On the movie goes, with Davidman as narrator taking a trip to a Palestinian village, where a mother of seven children has seen her husband slain by an Israeli sniper, and where a young boy has been maimed. Next, we attend a school for Arab women, where one complains that girls in Palestinian society are married off too young and without education, becoming easy intellectual prey for Hamas. Education is the key, she contends. In Hebron, a visiting Jew sees a crowd with loud voices, fists thrown up into the air, and he is afraid, but then he doesn’t understand what they are saying, because it is all in Arabic. In another vignette, Davidman, taking the pro-Israel side, argues with Davidman, portraying an anti-Israel American Jew. We meet a religious settler who says “Palestine” was a name given to the land by Romans intent on wiping out Jewish history, just as Arabs today are also trying to do. Those who sympathize with them, “have drunk the Kool-Aid of the Galut.” In another portrayal, Davidman is a Palestinian whose grandparents’ orchard was torn up to make way for the separation wall.
At the Dead Sea, we meet a young pot-smoking Israeli, who only lasted six months in the Army. He has PTSD, having been at the scene of a suicide bombing and watching two of his friends cut to pieces by the shrapnel. And we are with Davidman at the Kotel, reflecting on the meaning of wearing a kippah. It is not only to cover one’s head in respect; it also is to mark the physical boundary between ourselves and the vast universe created by God.

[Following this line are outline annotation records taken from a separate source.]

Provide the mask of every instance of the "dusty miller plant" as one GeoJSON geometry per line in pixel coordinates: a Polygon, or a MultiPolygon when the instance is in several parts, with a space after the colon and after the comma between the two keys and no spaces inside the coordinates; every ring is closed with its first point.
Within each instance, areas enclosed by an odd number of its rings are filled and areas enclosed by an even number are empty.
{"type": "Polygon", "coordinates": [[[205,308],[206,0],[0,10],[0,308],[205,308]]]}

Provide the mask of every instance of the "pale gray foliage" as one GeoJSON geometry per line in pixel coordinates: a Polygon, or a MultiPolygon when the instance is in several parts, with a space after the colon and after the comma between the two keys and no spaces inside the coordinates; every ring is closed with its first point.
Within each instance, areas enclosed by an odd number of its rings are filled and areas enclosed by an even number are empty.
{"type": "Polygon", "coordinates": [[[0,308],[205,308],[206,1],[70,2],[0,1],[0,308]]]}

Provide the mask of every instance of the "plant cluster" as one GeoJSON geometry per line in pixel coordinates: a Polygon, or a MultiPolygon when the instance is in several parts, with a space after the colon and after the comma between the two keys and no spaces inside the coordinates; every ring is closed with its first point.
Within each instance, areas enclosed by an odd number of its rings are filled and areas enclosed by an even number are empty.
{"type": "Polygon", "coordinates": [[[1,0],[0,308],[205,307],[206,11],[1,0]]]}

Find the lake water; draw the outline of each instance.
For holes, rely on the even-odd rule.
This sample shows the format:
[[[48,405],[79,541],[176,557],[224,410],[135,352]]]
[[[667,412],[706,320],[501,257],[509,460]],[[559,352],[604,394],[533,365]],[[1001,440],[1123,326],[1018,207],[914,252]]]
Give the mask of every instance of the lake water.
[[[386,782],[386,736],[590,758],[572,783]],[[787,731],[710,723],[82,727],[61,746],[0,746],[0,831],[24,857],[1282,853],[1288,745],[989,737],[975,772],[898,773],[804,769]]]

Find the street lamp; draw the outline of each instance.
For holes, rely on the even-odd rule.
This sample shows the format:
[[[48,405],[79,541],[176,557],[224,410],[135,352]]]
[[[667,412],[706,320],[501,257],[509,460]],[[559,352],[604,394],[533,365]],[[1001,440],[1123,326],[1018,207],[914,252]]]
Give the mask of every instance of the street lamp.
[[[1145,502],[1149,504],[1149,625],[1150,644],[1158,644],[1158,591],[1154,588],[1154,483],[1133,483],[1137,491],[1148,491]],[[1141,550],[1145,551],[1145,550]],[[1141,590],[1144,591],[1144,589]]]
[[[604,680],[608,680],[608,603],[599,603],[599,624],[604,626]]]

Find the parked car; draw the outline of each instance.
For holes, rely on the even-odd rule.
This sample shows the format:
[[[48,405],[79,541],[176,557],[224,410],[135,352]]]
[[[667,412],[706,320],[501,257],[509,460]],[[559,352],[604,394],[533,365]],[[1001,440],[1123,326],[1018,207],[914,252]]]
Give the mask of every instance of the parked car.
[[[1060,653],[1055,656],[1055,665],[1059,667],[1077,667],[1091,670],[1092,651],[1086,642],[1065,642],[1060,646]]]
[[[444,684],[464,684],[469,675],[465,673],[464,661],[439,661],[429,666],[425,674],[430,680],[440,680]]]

Davidman’s movie is now being screened around Israel. It will be interesting to see the reaction. Perhaps Israelis already know all these different viewpoints; perhaps they have encountered all these personalities in their daily lives.
As the movie ends, one reflects on its beginning, in which Davidman shouts and writhes as he repeats a polarizing list of places, people, and incidents that have kept the emotional content of the dispute on a high boil. So many opinions, so many interpretations, where is truth, WHERE IS TRUTH?